Cependant nous continuions à marcher d'un pas fort raisonnable; elle avait toujours sa main appuyée sur mon épaule, et elle ouvrit la bouche pour me dire que nous n'irions pas plus loin, parce qu'elle ne le pourrait pas. Après un moment, elle me dit:
«Appelle Estelle!»
J'allai sur le palier et je criai ce nom comme j'avais fait la première fois. Quand sa lumière parut, je revins auprès de miss Havisham, et nous nous remîmes en marche.
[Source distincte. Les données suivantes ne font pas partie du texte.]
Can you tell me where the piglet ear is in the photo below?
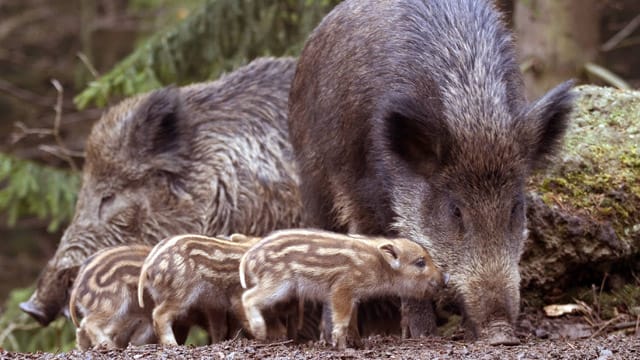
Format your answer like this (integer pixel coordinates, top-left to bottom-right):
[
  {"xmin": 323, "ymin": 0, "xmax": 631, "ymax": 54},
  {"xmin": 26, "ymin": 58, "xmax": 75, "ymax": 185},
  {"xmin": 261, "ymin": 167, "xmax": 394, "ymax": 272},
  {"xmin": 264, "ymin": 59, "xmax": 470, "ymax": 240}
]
[
  {"xmin": 128, "ymin": 86, "xmax": 189, "ymax": 173},
  {"xmin": 518, "ymin": 81, "xmax": 575, "ymax": 169},
  {"xmin": 378, "ymin": 242, "xmax": 400, "ymax": 270}
]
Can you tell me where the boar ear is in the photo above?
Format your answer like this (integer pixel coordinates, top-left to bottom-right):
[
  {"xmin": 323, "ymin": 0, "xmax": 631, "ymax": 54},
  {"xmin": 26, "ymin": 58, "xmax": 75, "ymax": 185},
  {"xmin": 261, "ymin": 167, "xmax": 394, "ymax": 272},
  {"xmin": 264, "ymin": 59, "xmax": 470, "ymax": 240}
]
[
  {"xmin": 378, "ymin": 242, "xmax": 400, "ymax": 270},
  {"xmin": 521, "ymin": 81, "xmax": 574, "ymax": 169},
  {"xmin": 129, "ymin": 86, "xmax": 186, "ymax": 173},
  {"xmin": 383, "ymin": 101, "xmax": 450, "ymax": 176}
]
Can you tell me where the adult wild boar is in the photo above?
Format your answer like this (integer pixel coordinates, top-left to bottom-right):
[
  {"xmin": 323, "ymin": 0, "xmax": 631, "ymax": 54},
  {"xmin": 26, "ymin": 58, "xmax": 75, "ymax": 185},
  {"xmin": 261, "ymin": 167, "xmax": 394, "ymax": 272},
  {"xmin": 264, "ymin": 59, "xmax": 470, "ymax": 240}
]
[
  {"xmin": 289, "ymin": 0, "xmax": 572, "ymax": 344},
  {"xmin": 20, "ymin": 58, "xmax": 300, "ymax": 325}
]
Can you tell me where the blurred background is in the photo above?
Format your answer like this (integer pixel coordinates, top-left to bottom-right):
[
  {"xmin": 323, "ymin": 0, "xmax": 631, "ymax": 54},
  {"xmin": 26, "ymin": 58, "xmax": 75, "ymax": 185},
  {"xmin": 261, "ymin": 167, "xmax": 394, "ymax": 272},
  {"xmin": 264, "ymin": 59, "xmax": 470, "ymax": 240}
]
[{"xmin": 0, "ymin": 0, "xmax": 640, "ymax": 351}]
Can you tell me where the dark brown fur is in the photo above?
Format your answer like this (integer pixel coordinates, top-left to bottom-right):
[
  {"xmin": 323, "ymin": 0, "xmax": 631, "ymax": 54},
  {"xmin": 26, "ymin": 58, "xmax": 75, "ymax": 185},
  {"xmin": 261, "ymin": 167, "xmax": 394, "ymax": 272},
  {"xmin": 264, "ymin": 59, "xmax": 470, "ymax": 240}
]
[
  {"xmin": 289, "ymin": 0, "xmax": 572, "ymax": 344},
  {"xmin": 21, "ymin": 58, "xmax": 301, "ymax": 325}
]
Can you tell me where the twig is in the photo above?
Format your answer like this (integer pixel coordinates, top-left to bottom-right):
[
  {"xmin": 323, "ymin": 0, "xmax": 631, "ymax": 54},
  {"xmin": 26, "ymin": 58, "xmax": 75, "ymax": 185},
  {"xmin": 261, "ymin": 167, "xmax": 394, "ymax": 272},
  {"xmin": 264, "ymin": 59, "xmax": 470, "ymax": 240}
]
[
  {"xmin": 600, "ymin": 14, "xmax": 640, "ymax": 51},
  {"xmin": 0, "ymin": 79, "xmax": 56, "ymax": 108},
  {"xmin": 51, "ymin": 79, "xmax": 78, "ymax": 171},
  {"xmin": 598, "ymin": 272, "xmax": 609, "ymax": 316},
  {"xmin": 589, "ymin": 316, "xmax": 620, "ymax": 339},
  {"xmin": 613, "ymin": 320, "xmax": 638, "ymax": 330},
  {"xmin": 584, "ymin": 62, "xmax": 631, "ymax": 90},
  {"xmin": 76, "ymin": 52, "xmax": 100, "ymax": 79},
  {"xmin": 254, "ymin": 339, "xmax": 293, "ymax": 348},
  {"xmin": 38, "ymin": 144, "xmax": 85, "ymax": 161},
  {"xmin": 9, "ymin": 121, "xmax": 53, "ymax": 145}
]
Si Estelle eût été la seule spectatrice de notre manière d'agir, je me serais senti déjà suffisamment humilié; mais comme elle amena avec elle les trois dames et le monsieur que j'avais vus en bas, je ne savais que faire. La politesse me faisait un devoir de m'arrêter; mais miss Havisham persistait à me tenir l'épaule, et nous continuions avec la même ardeur notre promenade insensée. Pour ma part, j'étais navré à l'idée qu'ils allaient croire que c'était moi qui faisais tout cela.
«Chère miss Havisham, dit miss Sarah Pocket, comme vous avez bonne mine!
– Ça n'est pas vrai! dit miss Havisham, je suis jaune et n'ai que la peau sur les os.»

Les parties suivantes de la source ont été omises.